The loss functions can easily be plugged into a chainer architecture. We can define a Chain class that uses the ListNet loss, assuming we have a network architecture called predictor, as follows:

from shoelace.loss.listwise import listnet
from chainer import Chain

class Ranker(Chain):
    def __call__(self, x, t):
        return listnet(self.predictor(x), t)

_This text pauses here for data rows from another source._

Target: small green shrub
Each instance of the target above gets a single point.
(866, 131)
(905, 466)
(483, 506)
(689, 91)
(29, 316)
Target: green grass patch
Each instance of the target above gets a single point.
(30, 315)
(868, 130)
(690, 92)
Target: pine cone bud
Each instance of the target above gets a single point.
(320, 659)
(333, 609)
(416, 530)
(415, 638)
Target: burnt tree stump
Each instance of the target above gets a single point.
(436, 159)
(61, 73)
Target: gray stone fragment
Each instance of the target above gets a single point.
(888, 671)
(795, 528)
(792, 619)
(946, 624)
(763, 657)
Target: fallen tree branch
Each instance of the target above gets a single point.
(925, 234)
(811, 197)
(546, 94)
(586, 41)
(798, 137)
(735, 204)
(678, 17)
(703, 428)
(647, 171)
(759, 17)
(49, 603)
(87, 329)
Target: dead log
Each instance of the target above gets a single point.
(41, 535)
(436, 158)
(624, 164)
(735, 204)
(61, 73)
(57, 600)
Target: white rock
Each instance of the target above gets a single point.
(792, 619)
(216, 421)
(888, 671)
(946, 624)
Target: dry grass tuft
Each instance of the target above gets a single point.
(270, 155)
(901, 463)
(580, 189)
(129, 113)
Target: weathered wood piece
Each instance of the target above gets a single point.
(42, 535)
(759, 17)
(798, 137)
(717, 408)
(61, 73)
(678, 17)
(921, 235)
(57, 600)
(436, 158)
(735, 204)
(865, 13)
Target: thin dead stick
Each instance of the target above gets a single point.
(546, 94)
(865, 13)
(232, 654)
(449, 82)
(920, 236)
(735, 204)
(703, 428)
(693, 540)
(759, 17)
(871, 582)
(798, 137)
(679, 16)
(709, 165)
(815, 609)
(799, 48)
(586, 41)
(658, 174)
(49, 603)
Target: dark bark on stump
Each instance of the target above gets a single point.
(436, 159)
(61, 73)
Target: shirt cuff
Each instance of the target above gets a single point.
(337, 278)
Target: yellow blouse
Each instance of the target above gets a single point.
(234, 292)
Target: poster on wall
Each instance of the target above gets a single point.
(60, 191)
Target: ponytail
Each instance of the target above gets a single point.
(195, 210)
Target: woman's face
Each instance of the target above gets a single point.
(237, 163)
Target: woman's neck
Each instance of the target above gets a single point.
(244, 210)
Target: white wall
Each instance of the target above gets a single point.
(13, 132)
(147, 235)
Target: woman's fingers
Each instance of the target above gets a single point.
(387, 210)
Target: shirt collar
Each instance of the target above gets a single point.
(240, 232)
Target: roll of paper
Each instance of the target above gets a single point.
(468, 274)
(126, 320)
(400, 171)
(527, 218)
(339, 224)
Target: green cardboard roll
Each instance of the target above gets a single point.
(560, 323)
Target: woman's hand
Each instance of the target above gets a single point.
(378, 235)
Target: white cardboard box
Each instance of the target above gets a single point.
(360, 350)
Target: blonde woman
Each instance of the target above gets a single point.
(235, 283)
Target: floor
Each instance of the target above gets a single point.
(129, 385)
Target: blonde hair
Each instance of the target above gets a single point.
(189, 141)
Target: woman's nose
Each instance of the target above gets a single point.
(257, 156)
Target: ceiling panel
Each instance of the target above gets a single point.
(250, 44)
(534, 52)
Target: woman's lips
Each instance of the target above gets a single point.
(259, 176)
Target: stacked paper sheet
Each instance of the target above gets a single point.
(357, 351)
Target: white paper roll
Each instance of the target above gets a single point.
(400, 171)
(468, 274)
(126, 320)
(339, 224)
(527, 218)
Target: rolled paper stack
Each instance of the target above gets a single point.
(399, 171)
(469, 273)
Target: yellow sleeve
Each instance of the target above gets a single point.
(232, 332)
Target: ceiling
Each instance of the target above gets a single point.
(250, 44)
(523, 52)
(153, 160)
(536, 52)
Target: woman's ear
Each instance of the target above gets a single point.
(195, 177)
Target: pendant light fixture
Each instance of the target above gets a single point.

loss = Ranker(predictor=predictor)

ListNet

The ListNet [CQL+07] loss function is the cross-entropy between the probability of the labels given a permutation and the probability of the network scores given a permutation:

\[\mathcal{L}(f(x), y) = - \sum_{\pi \in \Omega} P(\pi \mid y) \log P(\pi \mid f(x))\]

Where \(P(\pi \mid z)\) is a Plackett-Luce probability model of permutation \(\pi\) given item-specific set of scores \(z\). Since the set \(\Omega\) has size \(\mathcal{O}(n!)\), it is too large to compute in practice. Instead, we use the top-1 approximation as in the original paper, which reduces to a softmax of the scores followed by a cross entropy.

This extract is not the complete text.